2. The mouthwash according to claim 1, wherein the mouthwash further comprises antioxidants selected from the group consisting of vitamin C or derivative thereof, pomegranate peel extract, green tea extract, or a combination thereof.
3. The mouthwash according to claim 1, wherein the mouthwash is effective in reducing inflammatory markers and oxidative stress associated with smoking compared to the mouthwash comprising non-encapsulated Coenzyme Q10.
4. The mouthwash according to claim 1, wherein the mouthwash has a viscosity of about 100 to about 300 cps.
5. The mouthwash according to claim 1, wherein the mouthwash is free of artificial colorants, dyes, fluoride, parabens, whiteners, abrasives, and sodium lauryl sulphate.
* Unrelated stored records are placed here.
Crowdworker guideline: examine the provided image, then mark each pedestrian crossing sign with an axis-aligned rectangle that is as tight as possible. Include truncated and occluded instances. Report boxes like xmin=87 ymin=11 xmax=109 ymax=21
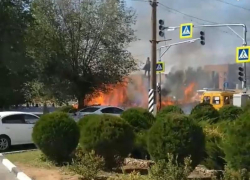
xmin=180 ymin=23 xmax=193 ymax=39
xmin=236 ymin=46 xmax=250 ymax=63
xmin=156 ymin=62 xmax=165 ymax=73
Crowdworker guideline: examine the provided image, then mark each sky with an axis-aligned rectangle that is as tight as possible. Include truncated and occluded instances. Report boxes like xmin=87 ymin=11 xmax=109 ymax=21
xmin=127 ymin=0 xmax=250 ymax=72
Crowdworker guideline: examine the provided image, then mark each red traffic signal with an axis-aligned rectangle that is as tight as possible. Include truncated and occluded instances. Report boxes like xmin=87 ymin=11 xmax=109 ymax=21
xmin=200 ymin=31 xmax=205 ymax=45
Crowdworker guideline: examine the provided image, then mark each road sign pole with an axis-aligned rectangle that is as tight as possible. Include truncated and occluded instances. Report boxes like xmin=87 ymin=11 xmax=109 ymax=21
xmin=159 ymin=48 xmax=162 ymax=110
xmin=150 ymin=0 xmax=157 ymax=115
xmin=243 ymin=26 xmax=249 ymax=91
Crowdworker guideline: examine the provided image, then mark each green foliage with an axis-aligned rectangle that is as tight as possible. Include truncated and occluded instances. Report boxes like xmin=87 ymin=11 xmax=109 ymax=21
xmin=80 ymin=115 xmax=135 ymax=169
xmin=131 ymin=131 xmax=150 ymax=159
xmin=32 ymin=112 xmax=80 ymax=163
xmin=202 ymin=124 xmax=226 ymax=170
xmin=121 ymin=108 xmax=155 ymax=132
xmin=219 ymin=105 xmax=243 ymax=121
xmin=191 ymin=103 xmax=219 ymax=123
xmin=29 ymin=0 xmax=137 ymax=107
xmin=0 ymin=0 xmax=36 ymax=109
xmin=70 ymin=149 xmax=104 ymax=180
xmin=243 ymin=100 xmax=250 ymax=112
xmin=149 ymin=154 xmax=192 ymax=180
xmin=156 ymin=105 xmax=184 ymax=118
xmin=148 ymin=114 xmax=205 ymax=165
xmin=223 ymin=112 xmax=250 ymax=170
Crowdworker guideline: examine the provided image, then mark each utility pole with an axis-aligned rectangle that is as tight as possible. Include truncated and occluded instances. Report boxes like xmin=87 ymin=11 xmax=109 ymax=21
xmin=149 ymin=0 xmax=158 ymax=115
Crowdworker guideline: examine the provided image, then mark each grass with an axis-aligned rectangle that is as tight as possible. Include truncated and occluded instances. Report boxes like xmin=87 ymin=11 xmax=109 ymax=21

6. A stable alcohol-free mouthwash for smokers and tobacco users comprising
i. encapsulated Coenzyme Q10,
ii. one or more antioxidant selected from the group consisting of vitamin C or derivative thereof, pomegranate peel extract, green tea extract or a combination thereof,
iii. anti-inflammatory agent selected from the group consisting of hyaluronic acid or salt thereof,
iv. one or more water-soluble polymer, and
v. one or more sweetener,

wherein the composition has a pH of about 6 to about 7 and a viscosity of about 100 to about 300 cps.
7. The mouthwash according to claim 6, wherein the mouthwash does not cause a burning sensation or xerostomia.
8. The mouthwash according to claim 6, wherein the mouthwash is more effective in reduction in inflammatory markers and oxidative stress associated with smoking as compared to the mouthwash comprising non-encapsulated Coenzyme Q10.
9. The mouthwash according to claim 6, wherein the Coenzyme Q10 is present in an amount from about 0.01 to about 10% w/v of the mouthwash composition.
10. The mouthwash according to claim 6, wherein antioxidant is present in an amount from about 0.01 to about 30% w/v of the mouthwash composition.
11. The mouthwash according to claim 6, wherein the anti-inflammatory agent is present in an amount from about 0.01 to about 10% w/v of the mouthwash composition.
12. The mouthwash according to claim 6, wherein the sweetener is present in an amount from about 0.01 to about 50% w/v of the mouthwash composition.
13. The mouthwash according to claim 6, wherein the composition further comprises one or more pharmaceutically acceptable excipients selected from the group consisting of emollients, mild surfactants, natural flavors and preservatives.
14. The mouthwash according to claim 6, wherein water-soluble polymer is sodium carboxymethyl cellulose.
15. The mouthwash according to claim 6, wherein the mouthwash is free of artificial colorants, dyes, parabens, fluorides, whiteners, abrasives, and sodium lauryl sulphate.
16. A process for the preparation of a stable alcohol-free mouthwash for smokers and tobacco users comprising encapsulated Coenzyme Q10 comprising the steps of:
a) mixing encapsulated Coenzyme Q10 with an antioxidant, an anti-inflammatory agent, a water-soluble polymer, one or more sweeteners till a uniform dispersion is obtained;
b) adding a flavor to the above dispersion; and
c) adding emollient to the above dispersion and stirring the dispersion till a uniform dispersion is obtained.
17. An antioxidant, anti- inflammatory, anti-plaque and anti-fungal alcohol-free mouthwash for improving the oral hygiene of smokers and tobacco users comprising encapsulated Coenzyme Q10 wherein the composition does not cause a burning sensation or xerostomia to the users.
18. The mouthwash according to claim 17, wherein the mouthwash is more effective in reduction in inflammatory markers and oxidative stress associated with smoking compared to the mouthwash comprising non-encapsulated Coenzyme Q10.